Under the ISA - the one who decides is the MINISTER(the Executive) - the police and prosecutors are all under the Executive... Hence, there is no 'check and balance' by the Judiciary even about the alleged reasons for the detention. 

So, a person totally innocent could arrest and kept in detention under the ISA on some baseless allegations - and nobody can do anything about it. [In other cases, when someone is accused of doing something against the law, there is the obligation for the prosecution to prove this to the court, and the accused will have the opportunity to defend himself...and ultimately, the Judge decides..]

So, of course, ISA is far WORSE... people can be detained indefinitely....


Sosma worse than ISA, Dr Mahathir says after Khairuddin’s arrest



Tun Dr Mahathir Mohamad says the scrapping of the ISA has only led to it being replaced by an even worse law. – The Malaysian Insider pic, September 30, 2015.Tun Dr Mahathir Mohamad says the scrapping of the ISA has only led to it being replaced by an even worse law. – The Malaysian Insider pic, September 30, 2015.
 
 
 
 
 
 
 
 
 
 
 
 
 
 
 
 
 
 
 
 


The Security Offences (Special Measures) Act, or Sosma, is worse than the Internal Security Act (ISA) it replaced, Tun Dr Mahathir Mohamad said today, following the arrest of 1Malaysia Development Bhd (1MDB) critic Datuk Khairuddin Abu Hassan. The former prime minister, a strong proponent of the now-repealed ISA, said Khairuddin could be detained for life under Sosma as the Act did not define the word "sabotage".

"Because of the detention of Khairuddin, I studied this and I found it worse than the ISA. Because if you are accused of sabotage – and sabotage is not defined – you can be jailed for life," Dr Mahathir told a press conference in Kuala Lumpur today.

"So Khairuddin is facing this problem. What he has done of course can be called sabotage because the definition is not given. The government can make a definition, that if you do something like this, it is sabotage, and therefore you should be jailed for life." Dr Mahathir said critics of the ISA successfully pushed for the Act, which allows detention without trial, to be abolished in 2011, under Prime Minister Datuk Seri Najib Razak's leadership.
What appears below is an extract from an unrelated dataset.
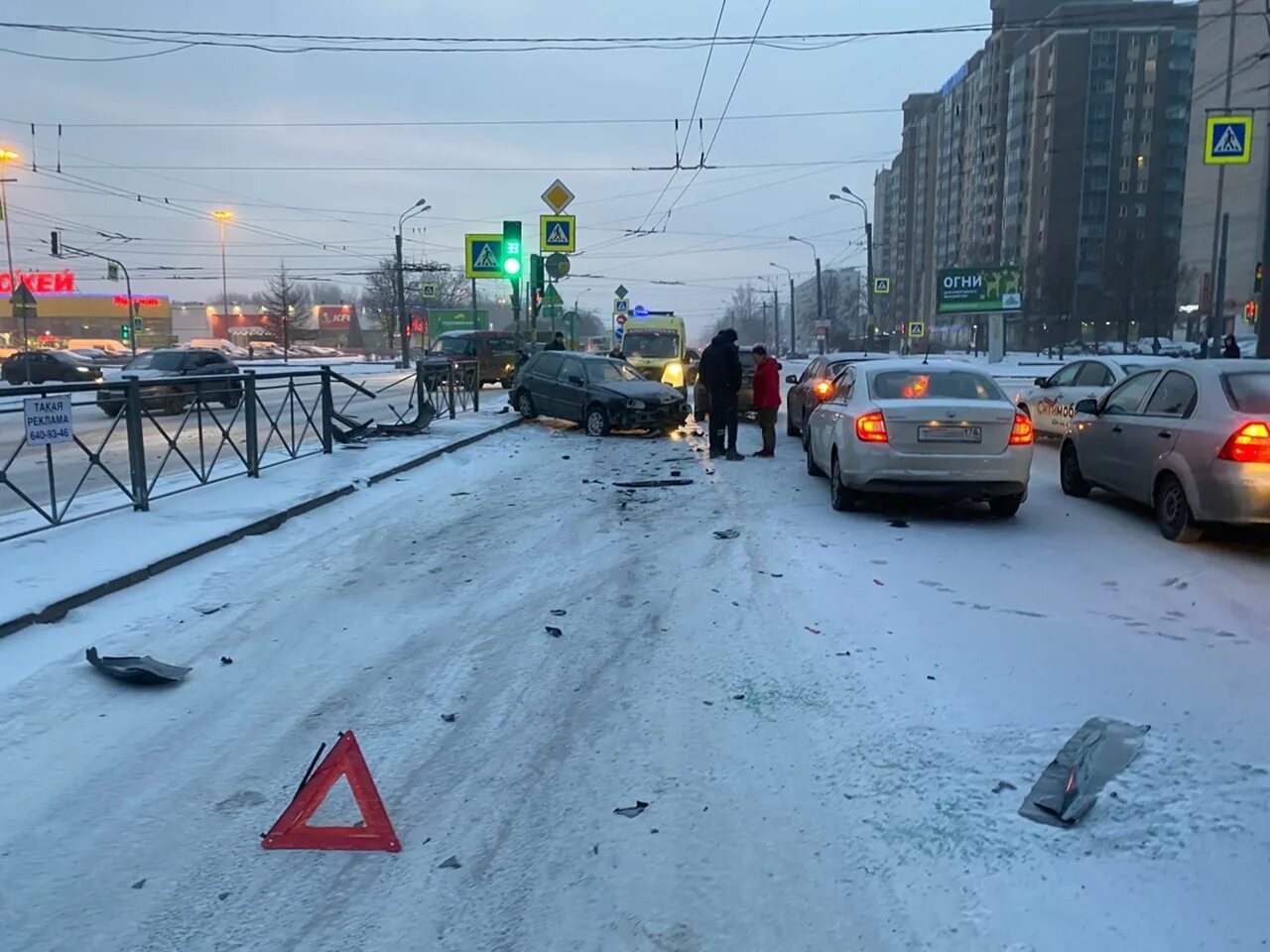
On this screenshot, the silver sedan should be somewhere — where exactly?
[1060,361,1270,542]
[807,359,1033,517]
But the scrapping of the ISA only led to it being replaced by an even worse law, said the country's longest-serving prime minister.

"So the people do not like the ISA before, where you get two years and review and all that, and you may even be released before two years. Now you have the possibility of being jailed for the whole life."
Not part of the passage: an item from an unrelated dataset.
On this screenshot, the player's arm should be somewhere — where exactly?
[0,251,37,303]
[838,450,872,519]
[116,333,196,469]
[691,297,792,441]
Dr Mahathir added that he may very well be arrested under Sosma himself, given the comments he made to the press of late about Najib and the government.

He admitted he was not prepared for such a possibility given his age and health, but added that even "nyanyok people", or people with dementia, could not escape the brunt of the law.

"If I am guilty I will have to go for life imprisonment... I'm not ready, I'm old, not very well, unable to think, nyanyok, you know?

"But even nyanyok people have no excuse for saying the wrong thing," Dr Mahathir said.

Khairuddin was rearrested last Wednesday under Sosma for investigations into alleged attempts to sabotage the government by lodging reports with foreign investigators against debt-ridden 1MDB.

The former Batu Kawan Umno vice-chairman was first arrested on September 18, and rearrested on Wednesday under Sosma, a preventive detention law that allows for detention without trial for up to 29 days.

Khairuddin first lodged a police report against the Finance Ministry-owned 1MDB in December last year, and was subsequently removed from his Batu Kawan Umno vice chief position for being declared a bankrupt. He recently lodged reports with authorities in Hong Kong, Switzerland, France and the United Kingdom. – September 30, 2015.